Am 19. April 1933 rief der ADGB seine Mitglieder auf, „für die Ehrung der schaffenden Arbeit und für die vollberechtigte Eingliederung der Arbeiterschaft in den Staat sich allerorts an der von der Regierung veranlassten [Erste-Mai-]Feier festlich zu beteiligen“. Am 2. Mai wurden dann die Häuser der Gewerkschaften besetzt, ihre Vermögen beschlagnahmt und ihre Führer verhaftet und misshandelt.

Nach dem Zweiten Weltkrieg konnten sich die Gewerkschaften aufgrund des Verrats des Stalinismus und der wirtschaftlichen Entwicklung wieder etablieren und einige Verbesserungen für die Arbeiter durchsetzen.

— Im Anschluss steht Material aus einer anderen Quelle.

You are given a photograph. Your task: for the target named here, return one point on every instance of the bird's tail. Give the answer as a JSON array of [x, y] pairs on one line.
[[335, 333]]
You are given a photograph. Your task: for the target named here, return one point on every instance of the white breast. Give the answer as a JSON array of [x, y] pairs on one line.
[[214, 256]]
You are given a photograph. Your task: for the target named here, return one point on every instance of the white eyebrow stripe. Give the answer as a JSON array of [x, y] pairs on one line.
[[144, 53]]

Doch diese Phase begrenzter sozialer Reformen hielt nicht lange an. Schon in den 80er Jahren entzog die Globalisierung der Produktion dem Programm des sozialen Ausgleichs auf der Ebene des Nationalstaats jede Grundlage. Mit der kapitalistischen Restauration in der Sowjetunion verschärfte sich der Klassenkampf in jedem Land auf der Welt und brachen die alten imperialistischen Gegensätze offen hervor.

Heute sind die Gewerkschaften zu Co-Managern geworden, die die Lohnkürzungen und Entlassungen der Konzernleitungen im Namen der „Wettbewerbsfähigkeit“ des Standorts Deutschland gegen die Belegschaften durchsetzen. Je tiefer die kapitalistische Krise, desto näher rücken sie an ihre Geldgeber in den Chefetagen und den Staatsapparat heran.

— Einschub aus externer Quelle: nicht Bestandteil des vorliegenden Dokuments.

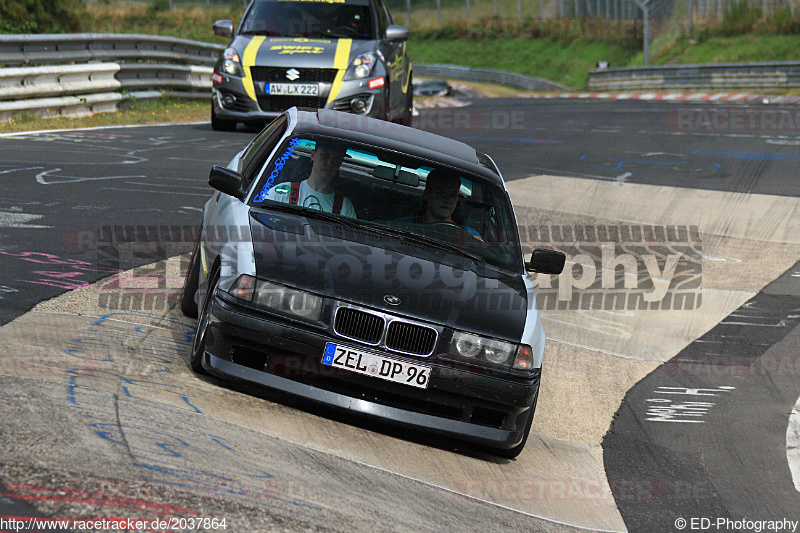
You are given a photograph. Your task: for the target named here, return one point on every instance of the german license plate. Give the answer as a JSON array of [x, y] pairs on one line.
[[298, 89], [377, 366]]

David North stellte schon 1998 in seinem Beitrag „Marxismus und Gewerkschaften“ fest, dass sich diese Rolle der Gewerkschaften nicht einfach aus der Schlechtigkeit ihrer Führer, sondern aus ihrem objektiven Verhältnis zum Klassenkampf ergibt.

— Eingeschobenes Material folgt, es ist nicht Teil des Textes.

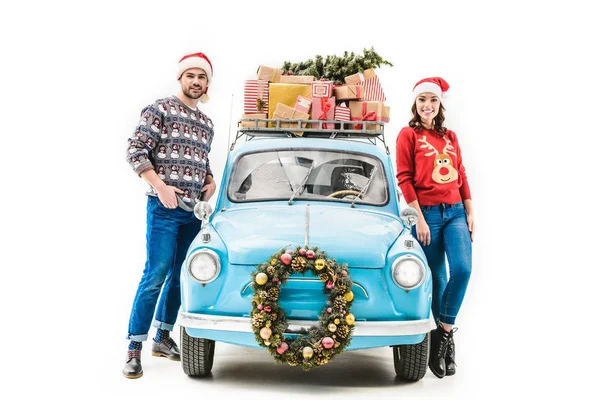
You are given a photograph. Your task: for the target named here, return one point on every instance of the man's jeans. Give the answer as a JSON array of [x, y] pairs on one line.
[[169, 233], [451, 240]]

Die Feindschaft der Gewerkschaften gegenüber revolutionärer Politik, schrieb er, „entzündet sich im wesentlichen an der organischen Opposition der Gewerkschaften gegen die Entfaltung und Ausweitung des Klassenkampfs, und diese Opposition wird um so entschiedener, erbitterter und tödlicher, je mehr sich der Klassenkampf zu einer Bedrohung für die Produktionsverhältnisse des Kapitalismus, d. h. für die Grundlagen des Gewerkschaftertums selbst auswächst.“

Das Bündnis der IG Metall Ostsachsen mit der AfD zeigt, wie weit dieser Prozess bereits vorangeschritten ist. Arbeiter können ihre Interessen nur durchsetzen, wenn sie den Gewerkschaften jedes Mandat entziehen und unabhängige Aktionskomitees bilden. Diese müssen umgehend Kontakt zu Arbeitern in anderen Ländern aufnehmen und den gemeinsamen Kampf organisieren. Sie müssen sich vehement gegen die Politik der sozialen Ungleichheit und des Militarismus wenden, die jetzt mit Unterstützung der Gewerkschaften in den Koalitionsgesprächen vorbereitet wird. Dieser Kampf muss gegen den Kapitalismus gerichtet sein und von einer sozialistischen Perspektive angeleitet werden.